In part 6 I wandered off topic to nit-pick on issues that do not add much to the overall argument.
So far I think I have shown that we can’t, based on Dave Freer’s red/white/black classification of Hugo nominees conclude political bias towards the left in the Hugos. the central feature of that argument has been simply that he the author’s aren’t as left as he might think they are – but the case isn’t closed yet and I’ve made challengable assumptions and broad estimates.
In the next two posts I’m going to do a couple of things. Firstly the checks for bias aren’t quite finished and secondly I need to return to an earlier point – the potential sources and characteristics of bias in the Hugos.
Note that all I’ve shown so far is that we can’t really reject the “unbiased” hypothesis. That is not same as actually showing there isn’t bias – it just shows that using the methods we employed (Dave Freer’s methodology) I couldn’t detect it.
What about the steadfast conservatives?
Dave’s account of past Hugo results was intended to show two things that pertain to bias and I’ve only looked at one of them “too many reds”. The other thing we have not considered is the flip-side “not enough blacks” i.e. not enough outspoken conservatives.
For the left we looked at a range of issues in the Pew typology data. The group that seems to best match Dave Freer’s description in that data is the Steadfast Conservative group. They account for 12% of the US population based on the Pew data.
I’ll assume Dave’s classification of “black” (i.e. conservative) winners is right and that he has a good grasp of that side of the spectrum. So we would expect a chance of any given nominee (ignoring all caveats I’ve touched on so far) to be in this group to be 12% if the process is unbiased i.e. reflect the US population.
In the years we looked at (06, 08, 11, 12, 13) there no “black” nominations (see Part 5). How likely is that? Using the same approach I used in Part 5, the probability of zero nominations out of 25 is 4.1%. that is better than the 1% but less than a 5%. To clear a 20% hurdle we would need at least 2 winners.
One problem with that result is that Dave himself may have added some bias with the years he picked. If 2004 is included than arguably Dan Simmons counts as conservative writer (opinions may vary and to some extent that classification is based on his novel ‘Flashback’ which he says is not a good guide to his views). The chance of 1 out of 30 nominees is 8.8% – better but not 10%.
The issue here is that we are looking at small numbers regardless for potential Hugo nominees in the “steadfast conservative” category. A single nominee makes a big difference to the results. In any one year the probability of 0 nominees from that group by chance is 52% (i.e. an even bet that there will be none).

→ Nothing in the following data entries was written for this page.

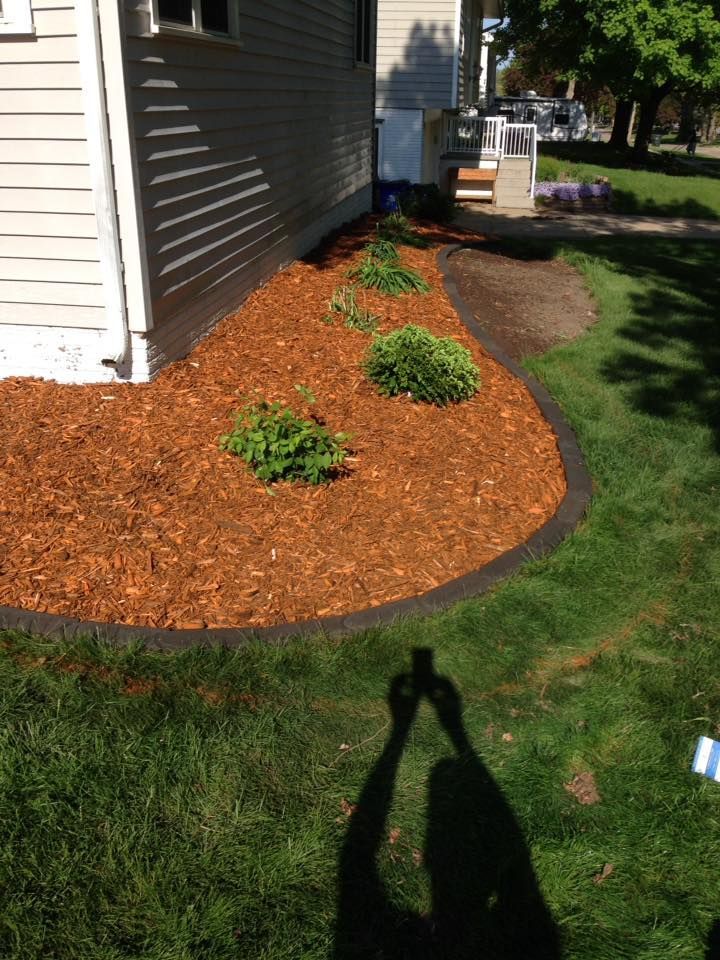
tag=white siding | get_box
[121,0,373,372]
[376,110,423,183]
[377,0,456,109]
[0,0,105,334]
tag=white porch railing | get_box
[445,116,537,197]
[445,117,506,157]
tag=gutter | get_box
[75,0,130,367]
[450,0,462,110]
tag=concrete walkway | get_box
[455,203,720,240]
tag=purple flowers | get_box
[535,181,611,200]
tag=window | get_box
[153,0,231,35]
[355,0,372,64]
[0,0,35,37]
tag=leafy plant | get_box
[363,237,400,261]
[324,284,378,333]
[363,324,480,407]
[348,256,430,297]
[377,213,428,249]
[220,384,350,484]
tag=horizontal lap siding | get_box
[377,0,456,109]
[127,0,373,348]
[0,0,105,328]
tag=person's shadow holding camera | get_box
[334,650,560,960]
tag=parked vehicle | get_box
[493,90,588,140]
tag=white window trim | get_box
[0,0,35,37]
[150,0,240,42]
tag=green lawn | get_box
[537,143,720,220]
[0,238,720,960]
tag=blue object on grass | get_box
[692,737,720,783]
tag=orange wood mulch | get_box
[0,221,565,628]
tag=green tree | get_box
[500,0,720,157]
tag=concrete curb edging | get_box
[0,244,592,651]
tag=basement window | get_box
[0,0,35,37]
[153,0,234,37]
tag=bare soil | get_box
[449,247,597,360]
[0,221,572,628]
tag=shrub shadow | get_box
[333,650,560,960]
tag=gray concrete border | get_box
[0,244,592,651]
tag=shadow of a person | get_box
[334,650,560,960]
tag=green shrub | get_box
[323,284,378,333]
[402,183,458,223]
[348,256,430,297]
[377,213,428,250]
[363,324,480,407]
[220,385,350,484]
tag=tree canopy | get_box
[498,0,720,150]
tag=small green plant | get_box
[363,237,400,261]
[349,256,430,297]
[323,284,378,333]
[363,324,480,407]
[377,213,428,249]
[220,384,350,484]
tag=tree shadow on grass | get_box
[334,650,560,960]
[450,237,720,453]
[705,920,720,960]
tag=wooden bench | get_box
[450,167,497,203]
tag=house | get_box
[493,90,588,141]
[375,0,502,183]
[375,0,536,207]
[0,0,375,383]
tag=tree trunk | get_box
[633,84,669,163]
[610,100,633,150]
[677,93,695,143]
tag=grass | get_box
[0,238,720,960]
[537,143,720,220]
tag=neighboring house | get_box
[0,0,375,382]
[375,0,501,183]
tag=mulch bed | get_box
[0,220,565,628]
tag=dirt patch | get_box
[0,222,565,628]
[449,249,597,360]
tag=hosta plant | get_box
[363,324,480,406]
[220,386,350,484]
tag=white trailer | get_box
[493,90,588,140]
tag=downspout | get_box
[450,0,463,110]
[75,0,130,367]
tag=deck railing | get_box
[445,117,505,157]
[445,116,537,197]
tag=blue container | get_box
[377,180,410,213]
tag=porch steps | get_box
[495,157,535,210]
[450,165,498,203]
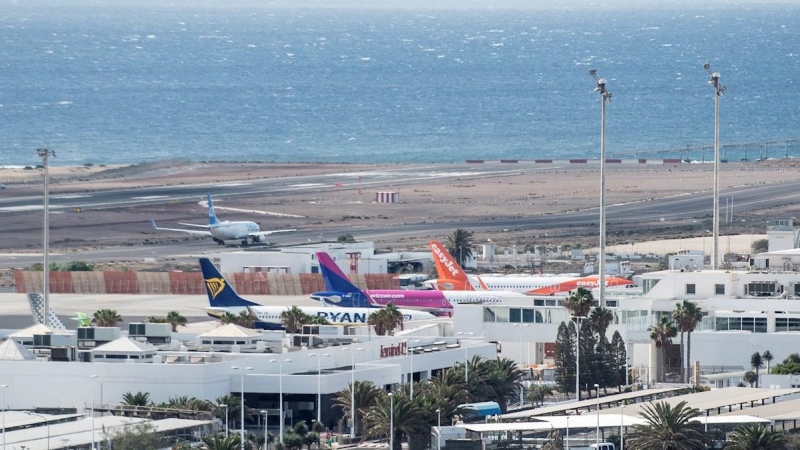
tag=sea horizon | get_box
[0,2,800,166]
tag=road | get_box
[0,174,800,269]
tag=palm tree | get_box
[626,401,710,450]
[650,316,678,380]
[164,311,188,333]
[281,306,305,333]
[333,380,381,436]
[761,350,772,375]
[589,306,614,336]
[200,433,240,450]
[672,300,703,383]
[385,303,404,332]
[122,391,152,406]
[92,309,122,327]
[447,228,473,267]
[564,288,594,317]
[364,391,430,450]
[724,423,786,450]
[367,308,387,336]
[750,352,764,387]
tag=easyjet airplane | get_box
[429,241,633,295]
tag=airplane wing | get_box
[248,228,297,237]
[150,219,211,236]
[178,222,209,228]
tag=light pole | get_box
[219,404,228,437]
[269,359,292,444]
[261,409,269,450]
[589,69,611,306]
[575,316,583,402]
[513,317,530,407]
[342,347,364,440]
[436,408,442,450]
[0,384,8,450]
[89,375,97,450]
[25,411,50,450]
[389,392,394,450]
[619,403,625,450]
[703,63,725,270]
[231,366,253,450]
[594,383,600,448]
[308,353,331,423]
[36,148,56,326]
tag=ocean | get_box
[0,2,800,166]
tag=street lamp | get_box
[231,366,253,450]
[308,353,331,423]
[436,408,442,450]
[89,375,97,450]
[261,409,269,450]
[218,404,228,437]
[342,347,368,440]
[269,359,292,444]
[513,317,530,407]
[619,403,625,450]
[589,69,611,306]
[703,63,725,270]
[389,392,394,450]
[36,148,56,326]
[25,411,50,450]
[0,384,8,450]
[594,383,600,448]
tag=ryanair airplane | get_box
[200,258,436,330]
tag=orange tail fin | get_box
[428,241,475,291]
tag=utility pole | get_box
[703,63,725,270]
[36,148,56,326]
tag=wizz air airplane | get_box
[200,258,436,330]
[150,194,297,245]
[311,252,524,315]
[429,241,633,295]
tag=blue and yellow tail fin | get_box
[200,258,260,308]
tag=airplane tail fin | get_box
[208,192,219,225]
[428,241,475,291]
[317,252,370,296]
[200,258,259,308]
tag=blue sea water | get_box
[0,2,800,165]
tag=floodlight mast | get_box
[703,63,725,270]
[589,69,611,306]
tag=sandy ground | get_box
[0,160,800,268]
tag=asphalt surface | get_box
[0,164,800,269]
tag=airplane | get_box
[311,252,525,315]
[426,241,633,296]
[150,194,297,245]
[200,258,436,330]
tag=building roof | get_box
[457,410,769,433]
[723,399,800,421]
[92,337,156,353]
[6,416,212,450]
[600,387,800,415]
[502,388,680,419]
[198,323,261,338]
[8,323,72,339]
[0,339,36,361]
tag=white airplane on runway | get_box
[150,194,297,245]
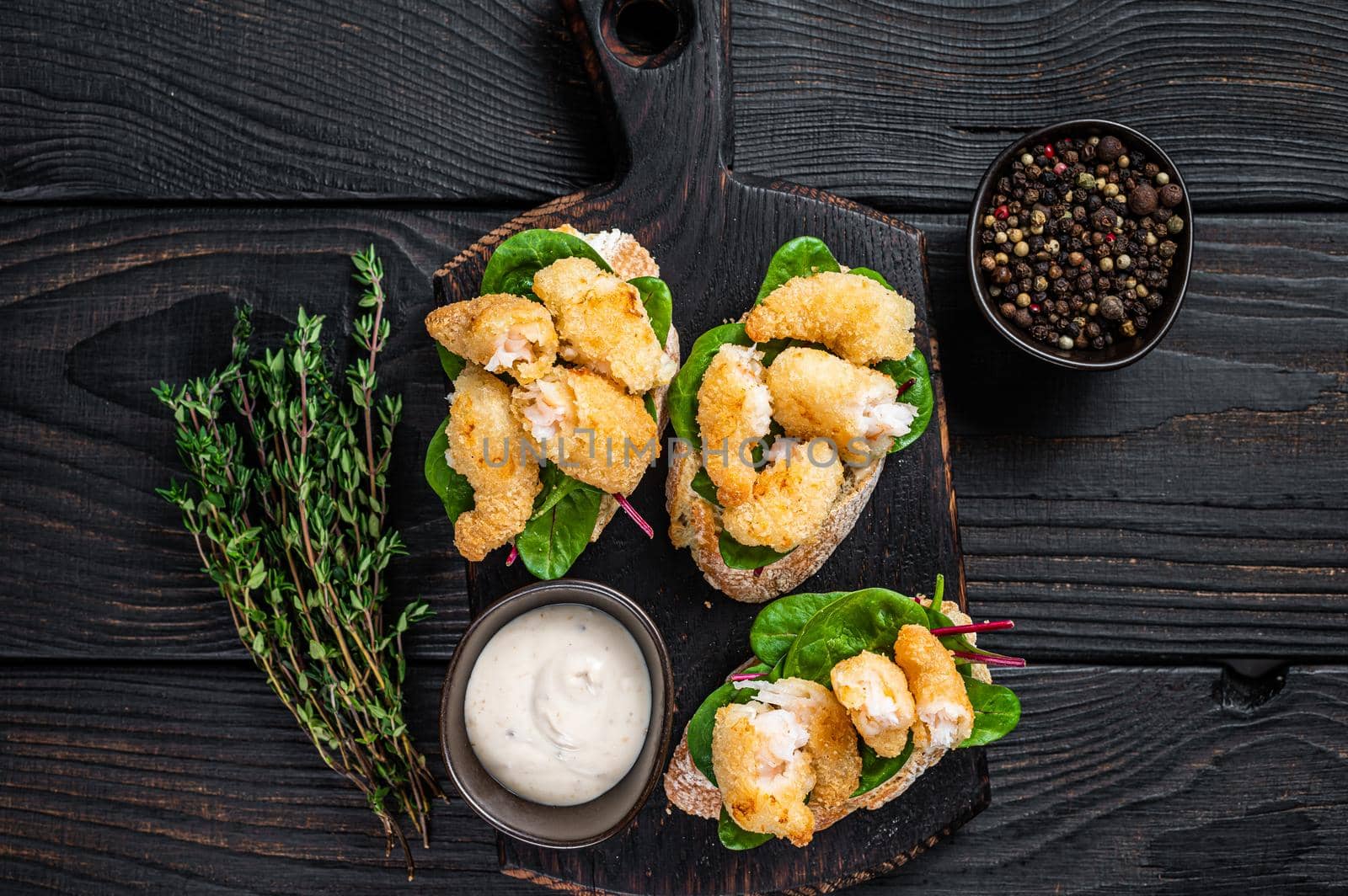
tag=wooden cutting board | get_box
[436,0,989,893]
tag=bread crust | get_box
[665,600,992,831]
[665,451,885,604]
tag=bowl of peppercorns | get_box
[969,119,1193,371]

Only by aggregating years does it begin to look like a particular bias – a bias AGAINST outspoken conservatives rather than a bias in favor of those on the left.
Is this plausible? That is a question that is worth asking of any mathematical result. being plausible is proof of nothing but it is a good sanity check when crunching numbers.
I believe it is plausible that in Hugo voters voting that there could be a bias against at least some kind of conservatives. Consider one issue: same-sex marriage. This issue has been a contentious issue in US politics for many years. It has been used as ‘wedge’ issue by conservatives initially and more recently (as tides have shifted) by the left. It is also an issue in which opinions may seem to have shifted rapidly over a few decades.
Within the community of fans and authors the issue has played out in specific controversies around the author Orson Scott-Card who has taken controversial positions on same-sex marriage and homosexuality (see this article for a discussion). As a result he has been targeted for boycotts and even without that many people who support same-sex marriage may feel uneasy about effectively giving him money by buying his works.
The contentiousness of the same-sex marriage debate (particularly as it moves towards full recognition and majority support) may well contribute to an active dislike of authors who have expressed anti-same-ex marriage or anti-gay positions. This may lead to a political bias in people’s voting. I think it certainly would affect mine – so I think at least some bias against writers in the “steadfast conservative” type would be present in the Hugo voting.
There may be another factor in play that is not a political bias on the part of the voters but which contributes to a statistical bias in the figures. If voters increasingly look for characters who are women, gay, of diverse ethnicity etc. authors in the steadfast conservative group may find their works at a disadvantage. Again this is not to say that no conservative writer ever writes effective women characters and it certainly isn’t to say that every writer in this group only produces work that is bigoted – nor is it that the converse is true left or center leaning authors may still be churning out books with white, male, straight heroes. The point is not a deterministic one but one simply were a political position for one group is at odds with an AESTHETIC position for the other.
Wait! Is that light at the end of the tunnel? Yes – two more parts to go.